SEMIC 2024 Pre-Conference workshop: Digital-ready Policymaking and Semantics

Science & Technology


SEMIC 2024 Pre-Conference Workshop: Digital-ready Policymaking and Semantics

Introduction

Welcome to the SEMIC 2024 pre-conference workshop focused on Digital-ready Policymaking and Semantics. My name is JIA Sany, and together with my teammates from the Commission's Digital-Ready Policymaking team, we will guide you through an informative session divided into two main parts: digital-ready policymaking and the importance of semantics.

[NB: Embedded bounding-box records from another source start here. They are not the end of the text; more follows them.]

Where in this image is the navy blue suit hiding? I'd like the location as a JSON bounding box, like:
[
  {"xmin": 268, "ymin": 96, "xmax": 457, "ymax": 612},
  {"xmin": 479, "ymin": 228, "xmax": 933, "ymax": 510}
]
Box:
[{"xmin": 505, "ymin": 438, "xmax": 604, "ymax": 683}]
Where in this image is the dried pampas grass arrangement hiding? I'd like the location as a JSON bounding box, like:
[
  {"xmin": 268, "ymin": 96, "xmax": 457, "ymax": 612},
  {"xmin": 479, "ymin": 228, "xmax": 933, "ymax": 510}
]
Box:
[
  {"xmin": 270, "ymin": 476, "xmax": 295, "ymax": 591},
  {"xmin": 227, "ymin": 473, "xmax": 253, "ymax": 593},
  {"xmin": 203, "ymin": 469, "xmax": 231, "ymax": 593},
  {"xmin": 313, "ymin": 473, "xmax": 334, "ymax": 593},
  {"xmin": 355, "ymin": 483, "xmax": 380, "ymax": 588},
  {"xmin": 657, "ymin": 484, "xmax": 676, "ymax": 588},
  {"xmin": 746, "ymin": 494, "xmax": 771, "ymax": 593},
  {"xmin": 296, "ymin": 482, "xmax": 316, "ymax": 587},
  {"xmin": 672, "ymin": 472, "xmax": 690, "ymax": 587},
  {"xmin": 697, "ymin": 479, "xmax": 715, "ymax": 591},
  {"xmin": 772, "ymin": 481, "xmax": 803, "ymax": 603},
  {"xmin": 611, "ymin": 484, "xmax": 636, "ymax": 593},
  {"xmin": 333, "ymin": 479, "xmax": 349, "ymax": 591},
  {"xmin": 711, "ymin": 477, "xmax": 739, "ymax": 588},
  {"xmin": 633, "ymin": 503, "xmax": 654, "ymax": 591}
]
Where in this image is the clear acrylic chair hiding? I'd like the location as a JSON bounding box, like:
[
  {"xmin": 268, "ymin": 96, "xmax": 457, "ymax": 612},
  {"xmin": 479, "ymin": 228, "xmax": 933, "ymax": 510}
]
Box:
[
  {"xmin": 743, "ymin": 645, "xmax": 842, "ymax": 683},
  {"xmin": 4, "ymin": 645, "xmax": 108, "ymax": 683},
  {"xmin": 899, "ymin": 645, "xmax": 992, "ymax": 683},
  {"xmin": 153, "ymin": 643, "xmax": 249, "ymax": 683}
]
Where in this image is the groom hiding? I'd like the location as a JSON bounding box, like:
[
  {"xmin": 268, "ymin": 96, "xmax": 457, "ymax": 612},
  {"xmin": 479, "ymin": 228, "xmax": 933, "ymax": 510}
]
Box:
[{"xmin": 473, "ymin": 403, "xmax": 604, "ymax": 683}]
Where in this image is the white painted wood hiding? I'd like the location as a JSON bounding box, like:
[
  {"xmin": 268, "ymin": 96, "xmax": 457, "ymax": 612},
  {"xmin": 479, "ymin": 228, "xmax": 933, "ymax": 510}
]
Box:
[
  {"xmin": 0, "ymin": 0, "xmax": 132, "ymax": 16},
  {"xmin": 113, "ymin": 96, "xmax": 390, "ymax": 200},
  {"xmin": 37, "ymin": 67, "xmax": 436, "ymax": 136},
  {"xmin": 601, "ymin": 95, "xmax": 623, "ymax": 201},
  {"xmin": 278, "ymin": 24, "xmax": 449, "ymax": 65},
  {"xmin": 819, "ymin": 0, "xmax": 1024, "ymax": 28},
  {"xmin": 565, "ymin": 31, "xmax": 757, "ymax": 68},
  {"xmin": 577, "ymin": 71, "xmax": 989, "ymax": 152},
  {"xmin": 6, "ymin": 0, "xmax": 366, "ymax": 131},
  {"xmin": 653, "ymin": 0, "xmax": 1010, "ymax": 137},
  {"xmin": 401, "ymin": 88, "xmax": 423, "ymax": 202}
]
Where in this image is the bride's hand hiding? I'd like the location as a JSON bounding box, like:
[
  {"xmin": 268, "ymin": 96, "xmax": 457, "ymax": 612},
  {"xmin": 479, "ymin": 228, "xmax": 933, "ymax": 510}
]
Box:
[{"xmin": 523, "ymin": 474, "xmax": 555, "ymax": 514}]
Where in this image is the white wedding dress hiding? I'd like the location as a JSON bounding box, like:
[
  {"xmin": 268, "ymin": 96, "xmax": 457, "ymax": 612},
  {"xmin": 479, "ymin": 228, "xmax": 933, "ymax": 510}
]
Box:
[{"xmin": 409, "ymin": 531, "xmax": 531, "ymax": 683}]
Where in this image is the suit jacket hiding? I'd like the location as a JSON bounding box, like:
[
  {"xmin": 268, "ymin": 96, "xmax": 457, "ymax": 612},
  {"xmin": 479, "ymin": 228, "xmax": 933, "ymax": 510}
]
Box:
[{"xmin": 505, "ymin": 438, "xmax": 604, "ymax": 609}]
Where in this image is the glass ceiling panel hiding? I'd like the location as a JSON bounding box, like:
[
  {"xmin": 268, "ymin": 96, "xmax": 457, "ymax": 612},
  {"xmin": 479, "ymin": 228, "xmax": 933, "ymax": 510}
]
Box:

What is Digital-Ready Policymaking?

Digital-Ready Policymaking rethinks how we draft, design, and implement policies. It relies on a mindset shift among policymakers to consider the digital implementation of their policies from the start. This mindset encourages policymakers to collaborate closely with IT, data experts, and service managers. This collaboration ensures smoother, timelier, and cost-effective policy implementation.

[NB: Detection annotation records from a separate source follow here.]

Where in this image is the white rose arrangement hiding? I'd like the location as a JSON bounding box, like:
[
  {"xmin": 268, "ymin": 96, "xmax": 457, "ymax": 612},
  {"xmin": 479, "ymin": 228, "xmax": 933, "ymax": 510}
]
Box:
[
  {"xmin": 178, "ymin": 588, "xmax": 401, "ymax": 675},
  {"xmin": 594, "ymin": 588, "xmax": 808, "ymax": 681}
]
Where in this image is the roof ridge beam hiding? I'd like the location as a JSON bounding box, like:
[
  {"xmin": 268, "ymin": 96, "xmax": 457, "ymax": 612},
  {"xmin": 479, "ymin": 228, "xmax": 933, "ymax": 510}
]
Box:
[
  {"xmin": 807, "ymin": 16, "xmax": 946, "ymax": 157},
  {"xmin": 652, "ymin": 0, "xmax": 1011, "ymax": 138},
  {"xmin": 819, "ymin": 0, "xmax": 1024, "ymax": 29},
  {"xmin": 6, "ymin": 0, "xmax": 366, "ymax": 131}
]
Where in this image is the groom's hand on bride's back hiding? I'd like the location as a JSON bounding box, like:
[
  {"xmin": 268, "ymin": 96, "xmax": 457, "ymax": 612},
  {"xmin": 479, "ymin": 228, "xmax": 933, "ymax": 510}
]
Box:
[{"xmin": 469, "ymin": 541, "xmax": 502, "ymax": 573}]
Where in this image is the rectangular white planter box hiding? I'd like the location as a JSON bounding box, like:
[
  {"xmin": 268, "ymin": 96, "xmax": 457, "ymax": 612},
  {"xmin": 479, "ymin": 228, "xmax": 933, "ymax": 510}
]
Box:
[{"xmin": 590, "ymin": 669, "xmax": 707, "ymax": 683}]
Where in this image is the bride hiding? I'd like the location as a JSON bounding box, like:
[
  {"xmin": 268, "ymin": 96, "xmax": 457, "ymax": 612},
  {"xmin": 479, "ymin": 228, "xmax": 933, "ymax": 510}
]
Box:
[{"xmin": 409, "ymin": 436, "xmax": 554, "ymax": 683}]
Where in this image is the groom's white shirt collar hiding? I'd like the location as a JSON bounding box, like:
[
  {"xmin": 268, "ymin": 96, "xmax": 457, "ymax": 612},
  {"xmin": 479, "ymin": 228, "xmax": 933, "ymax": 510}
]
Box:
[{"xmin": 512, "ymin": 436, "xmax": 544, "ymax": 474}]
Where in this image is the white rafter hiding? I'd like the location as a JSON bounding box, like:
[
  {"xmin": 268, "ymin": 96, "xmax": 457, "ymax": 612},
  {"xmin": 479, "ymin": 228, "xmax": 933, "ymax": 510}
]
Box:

Linked with Interoperability

Digital-ready policymaking is crucial under the Interoperable Europe Act, which mandates interoperability assessments starting January next year. These assessments call on public sector bodies to consider the digital and interoperability impacts of their decisions, aligning closely with the principles of digital-ready policymaking.

The Role of Semantics

Digital-ready policymaking requires semantic expertise. Legal texts need to be machine-readable, consumable, and executable, which demands structuring these texts. Here semantics play a vital role, ensuring the legal text meets the necessary standards.

The Workshop Structure

The workshop featured insightful presentations from various experts discussing the importance of reviewing existing legislation, designing new policies to be digital-ready, and transitioning legal texts into digital services. The second part zoomed into regulatory reporting, a domain-agnostic aspect of policymaking that can create efficiencies if executed correctly.

First Speaker: Rebecca King from OECD

Rebecca King presented on how Denmark prioritized existing legislation reviews and designed new policies using a project funded by the European Commission. The methodology included both quantitative and qualitative criteria to identify which legislation would benefit most from digital-readiness reviews.

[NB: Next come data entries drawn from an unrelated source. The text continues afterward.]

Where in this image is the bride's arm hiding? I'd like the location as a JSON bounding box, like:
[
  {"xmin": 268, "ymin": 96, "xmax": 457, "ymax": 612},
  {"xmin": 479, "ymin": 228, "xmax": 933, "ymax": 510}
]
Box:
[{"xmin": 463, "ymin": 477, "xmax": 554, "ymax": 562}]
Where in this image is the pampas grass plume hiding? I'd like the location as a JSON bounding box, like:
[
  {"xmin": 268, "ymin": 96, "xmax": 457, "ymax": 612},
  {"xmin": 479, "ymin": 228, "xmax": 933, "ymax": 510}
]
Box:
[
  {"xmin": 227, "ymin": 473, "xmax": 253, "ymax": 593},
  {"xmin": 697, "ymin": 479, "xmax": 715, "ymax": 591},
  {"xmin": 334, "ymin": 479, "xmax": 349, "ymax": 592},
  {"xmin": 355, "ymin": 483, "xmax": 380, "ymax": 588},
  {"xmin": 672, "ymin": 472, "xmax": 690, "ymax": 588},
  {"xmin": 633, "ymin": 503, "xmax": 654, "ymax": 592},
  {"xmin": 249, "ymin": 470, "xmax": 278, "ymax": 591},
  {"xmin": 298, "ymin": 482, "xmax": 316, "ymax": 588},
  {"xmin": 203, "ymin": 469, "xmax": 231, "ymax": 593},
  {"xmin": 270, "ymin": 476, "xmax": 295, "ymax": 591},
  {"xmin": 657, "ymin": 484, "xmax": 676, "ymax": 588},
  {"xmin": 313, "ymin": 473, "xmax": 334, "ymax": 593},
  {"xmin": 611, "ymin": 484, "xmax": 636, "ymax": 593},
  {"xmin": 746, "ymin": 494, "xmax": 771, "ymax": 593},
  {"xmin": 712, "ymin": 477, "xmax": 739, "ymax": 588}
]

Second Speaker: Benedict Lang from Germany

Benedict Lang from the German government shared their experience of integrating digital-readiness into legislative processes, including visualizations to help policymakers understand and implement these principles.

Third Speaker: Felicitas Lumia and Dr. Maran Mader

Representing both the Turingian Ministry of Finance and the University of Jena, Felicitas and Dr. Maran Mader discussed using knowledge graphs for digitalizing public services, focusing on transforming legal text into digital services.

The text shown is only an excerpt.